BY Tom BeedhamPublished Nov 11, 2021

What's Damon Albarn to do with a pandemic? Blur hasn't performed since a one-off gig for one of Albarn's Africa Express events in London in 2019, the seemingly pandemic-proof Gorillaz are busy celebrating the 20th anniversary of their debut, and the Good the Bad & the Queen is a wrap; how about a solo album inspired by 17th century poetry then? Enter The Nearer the Fountain, More Pure the Stream Flows.

Gleaned from a line in the John Clare poem "Love and Memory," the album title is alluded to in its first track, which offers a contemporary adaptation of the first two stanzas in Clare's poem. For Albarn, that mostly means swapping out Clare's formal thous and thees, though he does skip ahead to cut and paste some lines from Clare's seventh stanza ("The year has its winter / As well as its May / The sweetest leave us / And the fairest decay") before landing on the words that open the third — the same Albarn's album and the first track borrow their titles from.

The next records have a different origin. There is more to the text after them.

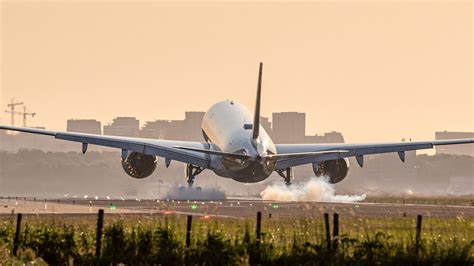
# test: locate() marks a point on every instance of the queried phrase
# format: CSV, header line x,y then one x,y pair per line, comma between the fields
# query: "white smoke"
x,y
315,190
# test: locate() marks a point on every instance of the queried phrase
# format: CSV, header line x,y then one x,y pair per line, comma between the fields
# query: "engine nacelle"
x,y
139,165
336,170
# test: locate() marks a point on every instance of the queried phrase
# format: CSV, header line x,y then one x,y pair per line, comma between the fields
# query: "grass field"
x,y
153,239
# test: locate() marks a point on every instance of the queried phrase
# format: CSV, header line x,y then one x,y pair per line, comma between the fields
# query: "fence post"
x,y
328,233
16,240
100,224
259,226
335,230
188,231
418,232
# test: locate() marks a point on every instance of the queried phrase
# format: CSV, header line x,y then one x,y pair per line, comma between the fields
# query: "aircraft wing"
x,y
322,152
161,148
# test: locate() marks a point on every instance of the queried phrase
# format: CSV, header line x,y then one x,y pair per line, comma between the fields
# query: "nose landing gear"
x,y
287,175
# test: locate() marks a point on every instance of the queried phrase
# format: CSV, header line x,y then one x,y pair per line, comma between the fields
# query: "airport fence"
x,y
160,243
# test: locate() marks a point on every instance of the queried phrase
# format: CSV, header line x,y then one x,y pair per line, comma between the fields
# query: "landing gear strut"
x,y
287,174
191,172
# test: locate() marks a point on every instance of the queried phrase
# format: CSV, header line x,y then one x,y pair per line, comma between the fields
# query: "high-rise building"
x,y
154,129
466,149
188,129
288,127
192,126
123,126
267,125
331,137
88,126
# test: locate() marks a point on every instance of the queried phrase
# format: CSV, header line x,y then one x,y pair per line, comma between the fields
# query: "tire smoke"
x,y
177,193
315,190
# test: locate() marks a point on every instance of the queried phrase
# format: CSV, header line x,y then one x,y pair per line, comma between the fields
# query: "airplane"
x,y
237,147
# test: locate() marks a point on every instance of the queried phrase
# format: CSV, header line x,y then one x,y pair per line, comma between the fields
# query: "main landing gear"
x,y
191,172
287,174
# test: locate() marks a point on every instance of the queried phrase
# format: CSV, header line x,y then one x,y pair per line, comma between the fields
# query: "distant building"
x,y
123,126
188,129
154,129
192,129
89,126
331,137
289,127
465,149
267,125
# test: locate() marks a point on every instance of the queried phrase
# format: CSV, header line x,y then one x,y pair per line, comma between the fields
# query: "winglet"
x,y
256,118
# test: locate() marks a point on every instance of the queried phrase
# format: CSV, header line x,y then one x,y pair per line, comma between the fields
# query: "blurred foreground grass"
x,y
158,239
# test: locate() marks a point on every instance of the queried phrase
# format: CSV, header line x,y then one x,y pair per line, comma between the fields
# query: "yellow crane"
x,y
24,114
12,106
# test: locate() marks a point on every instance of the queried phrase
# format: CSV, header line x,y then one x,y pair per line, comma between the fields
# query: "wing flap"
x,y
162,148
351,150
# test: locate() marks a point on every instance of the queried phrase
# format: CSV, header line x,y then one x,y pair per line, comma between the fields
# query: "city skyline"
x,y
375,71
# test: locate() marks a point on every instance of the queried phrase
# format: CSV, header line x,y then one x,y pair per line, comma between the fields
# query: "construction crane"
x,y
12,106
24,114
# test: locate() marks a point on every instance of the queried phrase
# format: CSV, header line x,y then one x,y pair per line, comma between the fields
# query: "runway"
x,y
233,208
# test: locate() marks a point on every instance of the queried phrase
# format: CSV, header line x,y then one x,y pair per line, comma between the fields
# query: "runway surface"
x,y
233,208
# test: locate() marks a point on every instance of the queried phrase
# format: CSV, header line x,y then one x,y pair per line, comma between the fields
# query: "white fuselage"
x,y
227,125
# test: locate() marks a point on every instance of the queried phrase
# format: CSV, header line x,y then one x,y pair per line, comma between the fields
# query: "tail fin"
x,y
256,118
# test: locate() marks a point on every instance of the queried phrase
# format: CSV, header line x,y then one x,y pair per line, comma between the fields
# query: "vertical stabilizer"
x,y
256,118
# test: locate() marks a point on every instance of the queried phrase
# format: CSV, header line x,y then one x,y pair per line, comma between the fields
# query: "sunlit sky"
x,y
376,71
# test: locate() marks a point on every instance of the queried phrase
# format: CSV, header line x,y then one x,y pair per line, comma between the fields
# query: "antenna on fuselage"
x,y
256,118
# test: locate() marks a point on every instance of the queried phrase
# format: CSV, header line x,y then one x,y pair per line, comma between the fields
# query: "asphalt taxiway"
x,y
232,208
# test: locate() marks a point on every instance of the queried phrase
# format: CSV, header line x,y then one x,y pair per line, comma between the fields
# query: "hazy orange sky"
x,y
376,71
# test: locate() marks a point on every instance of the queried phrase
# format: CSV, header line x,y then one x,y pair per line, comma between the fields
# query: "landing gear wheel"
x,y
287,175
191,172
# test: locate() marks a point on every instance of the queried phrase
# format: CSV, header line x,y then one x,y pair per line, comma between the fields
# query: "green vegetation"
x,y
153,239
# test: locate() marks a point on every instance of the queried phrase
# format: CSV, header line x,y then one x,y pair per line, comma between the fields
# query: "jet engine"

Clare's poem balances a sense of loss with appreciation for life's gifts; Albarn's subtractive touch denies his bleak, observational lyrics the sense of closure Clare's glass-half-full reflections do. Fountain goes on to rehash old memories like a doomed time traveler trying to right the course of history, Albarn returning to the album's title phrase on "Royal Morning Blue" and "Particles" as if attempting to return to the poem's lesson or rewrite its ending, his ending, too.

As a meditation on memory, Fountain frequently measures memory's transportive quality against the limitations of the physical world. On "The Cormorant," Albarn is imprisoned on an island unable to touch the passage of time, but he can "drift day dreaming"; on "Royal Morning Blue," the persistence of thought and memory resist the passage of time. 

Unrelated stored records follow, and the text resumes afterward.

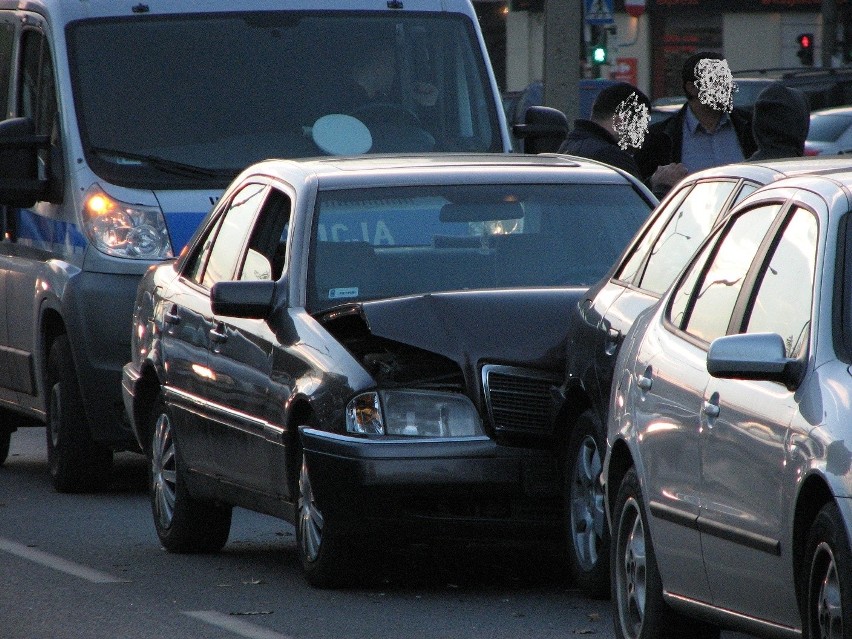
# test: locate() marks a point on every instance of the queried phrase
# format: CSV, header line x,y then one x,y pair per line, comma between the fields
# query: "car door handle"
x,y
613,339
171,316
217,335
711,410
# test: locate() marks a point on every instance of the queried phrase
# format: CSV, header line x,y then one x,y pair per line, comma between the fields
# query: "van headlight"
x,y
125,230
413,413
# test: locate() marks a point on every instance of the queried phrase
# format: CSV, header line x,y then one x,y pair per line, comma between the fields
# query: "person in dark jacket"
x,y
596,138
707,131
780,123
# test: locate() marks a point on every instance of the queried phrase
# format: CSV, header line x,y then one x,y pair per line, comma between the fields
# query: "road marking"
x,y
58,563
237,626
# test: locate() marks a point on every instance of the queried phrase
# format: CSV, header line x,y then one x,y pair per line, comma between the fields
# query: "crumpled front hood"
x,y
515,327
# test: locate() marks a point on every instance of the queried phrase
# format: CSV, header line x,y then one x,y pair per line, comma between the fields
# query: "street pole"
x,y
563,25
829,32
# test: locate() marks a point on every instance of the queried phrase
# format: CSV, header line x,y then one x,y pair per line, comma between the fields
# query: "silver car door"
x,y
747,486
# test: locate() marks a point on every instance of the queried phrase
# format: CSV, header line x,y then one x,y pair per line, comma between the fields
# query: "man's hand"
x,y
667,175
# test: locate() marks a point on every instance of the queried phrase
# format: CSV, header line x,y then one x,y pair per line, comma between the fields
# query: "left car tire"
x,y
326,557
827,577
183,523
585,524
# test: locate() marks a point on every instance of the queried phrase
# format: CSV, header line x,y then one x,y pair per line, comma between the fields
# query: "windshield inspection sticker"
x,y
342,293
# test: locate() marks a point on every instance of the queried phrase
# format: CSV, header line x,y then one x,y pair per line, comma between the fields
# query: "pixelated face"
x,y
715,84
630,121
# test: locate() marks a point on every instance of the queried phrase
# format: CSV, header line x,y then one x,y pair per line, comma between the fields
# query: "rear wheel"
x,y
183,523
585,520
639,610
76,461
5,440
325,555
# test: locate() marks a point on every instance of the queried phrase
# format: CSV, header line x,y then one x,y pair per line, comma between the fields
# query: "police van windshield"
x,y
216,92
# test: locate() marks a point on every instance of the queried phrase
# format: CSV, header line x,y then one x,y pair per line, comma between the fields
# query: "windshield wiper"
x,y
161,164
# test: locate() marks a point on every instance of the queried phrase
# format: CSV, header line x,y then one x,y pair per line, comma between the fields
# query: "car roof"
x,y
771,170
440,167
844,110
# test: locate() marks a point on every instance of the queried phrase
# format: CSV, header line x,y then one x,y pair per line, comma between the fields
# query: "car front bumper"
x,y
462,488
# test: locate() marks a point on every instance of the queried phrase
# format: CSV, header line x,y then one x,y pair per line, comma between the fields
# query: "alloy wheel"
x,y
631,569
163,471
587,504
829,609
310,518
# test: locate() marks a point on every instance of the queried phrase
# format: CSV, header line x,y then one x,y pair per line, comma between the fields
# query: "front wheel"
x,y
827,577
183,523
585,521
76,461
325,555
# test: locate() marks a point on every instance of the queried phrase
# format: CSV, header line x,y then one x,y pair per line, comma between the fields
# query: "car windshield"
x,y
828,128
388,242
216,92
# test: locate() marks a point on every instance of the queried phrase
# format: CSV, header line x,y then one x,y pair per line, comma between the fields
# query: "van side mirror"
x,y
543,131
20,185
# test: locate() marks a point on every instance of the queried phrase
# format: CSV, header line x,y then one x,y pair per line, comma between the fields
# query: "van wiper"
x,y
161,164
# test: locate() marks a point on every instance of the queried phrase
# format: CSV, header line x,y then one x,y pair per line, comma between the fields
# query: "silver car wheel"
x,y
587,504
829,613
163,471
631,569
310,518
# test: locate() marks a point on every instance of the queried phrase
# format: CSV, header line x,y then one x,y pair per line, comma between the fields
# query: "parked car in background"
x,y
728,469
119,135
830,132
598,324
369,348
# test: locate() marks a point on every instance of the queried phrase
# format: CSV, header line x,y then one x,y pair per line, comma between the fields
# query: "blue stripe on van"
x,y
48,234
181,227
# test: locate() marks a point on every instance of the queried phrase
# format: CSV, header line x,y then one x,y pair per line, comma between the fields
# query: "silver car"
x,y
728,474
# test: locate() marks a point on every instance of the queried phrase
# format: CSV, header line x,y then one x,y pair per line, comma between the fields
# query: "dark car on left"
x,y
370,348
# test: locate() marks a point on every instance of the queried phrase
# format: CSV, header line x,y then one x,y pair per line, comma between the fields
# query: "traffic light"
x,y
598,53
806,49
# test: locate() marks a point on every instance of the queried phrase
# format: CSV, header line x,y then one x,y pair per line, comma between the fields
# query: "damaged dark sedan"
x,y
372,348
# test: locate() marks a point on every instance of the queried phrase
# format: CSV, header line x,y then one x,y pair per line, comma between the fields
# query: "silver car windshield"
x,y
380,243
216,92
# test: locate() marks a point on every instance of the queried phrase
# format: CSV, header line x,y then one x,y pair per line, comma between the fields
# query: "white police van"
x,y
124,121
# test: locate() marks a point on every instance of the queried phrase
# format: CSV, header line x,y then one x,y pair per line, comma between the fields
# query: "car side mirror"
x,y
20,185
543,131
758,356
249,299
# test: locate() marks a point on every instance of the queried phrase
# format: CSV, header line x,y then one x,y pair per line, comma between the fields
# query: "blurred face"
x,y
630,122
715,84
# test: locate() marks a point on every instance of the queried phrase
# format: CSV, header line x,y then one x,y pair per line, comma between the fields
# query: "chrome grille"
x,y
519,399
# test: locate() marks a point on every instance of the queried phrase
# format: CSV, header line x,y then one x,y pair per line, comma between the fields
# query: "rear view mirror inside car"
x,y
481,211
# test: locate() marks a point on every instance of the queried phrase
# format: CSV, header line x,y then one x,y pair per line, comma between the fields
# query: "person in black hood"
x,y
780,123
595,138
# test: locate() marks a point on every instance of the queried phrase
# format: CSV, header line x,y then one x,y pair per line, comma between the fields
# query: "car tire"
x,y
639,611
326,556
586,528
827,577
77,463
184,524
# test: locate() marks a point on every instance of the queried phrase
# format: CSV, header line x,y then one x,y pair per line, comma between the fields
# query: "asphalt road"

It's a more focused effort than scattered 2014 solo debut Everyday Robots and more delicate than the bulk of his back catalogue, but Albarn's still drawing outside the lines. The album began its life as a classically inclined instrumental piece inspired by Iceland's rugged beauty, but when the pandemic hit, he had to pack it up and finish it in Devon, a shire county in South West England, where Fountain's sound profile exploded to include synthesizers, drum machines, and all manner of noises.

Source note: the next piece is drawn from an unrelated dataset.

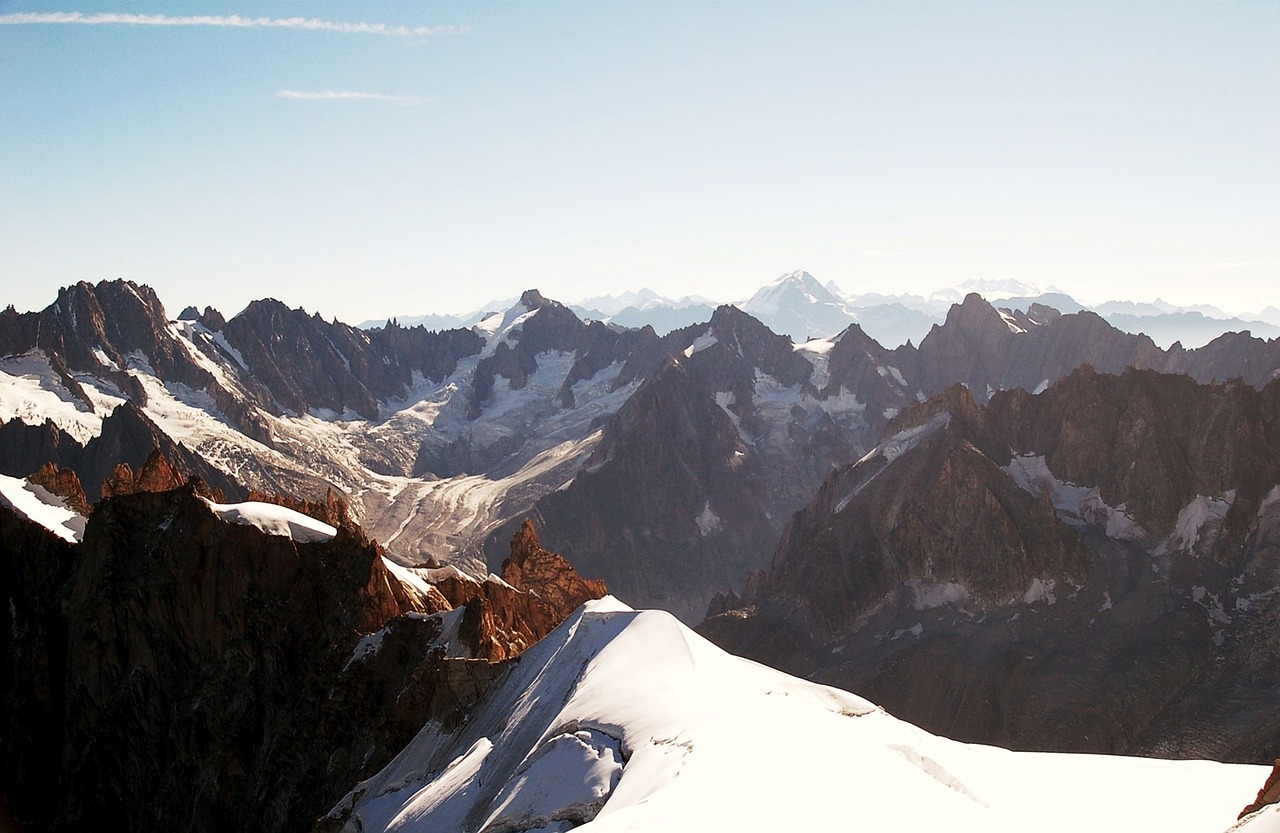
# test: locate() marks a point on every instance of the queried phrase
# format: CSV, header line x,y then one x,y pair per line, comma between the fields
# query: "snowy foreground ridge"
x,y
627,721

While "Royal Morning Blue" matches a downcast provincialism with the pulsing verve and buoyancy of a Gorillaz track; "Combustion" smacks with sax skronk and deflating ambient synth passages; "Darkness to Light" swings like a modern doo-wop crooner. "Esja," on the other hand, is a patient orchestral instrumental, mounting strings communicating a ceiling-less expansion. But as the instrumentation progresses higher and higher in the octaves, the intensity feels claustrophobic — distance has a way of freeing you as much as it isolates.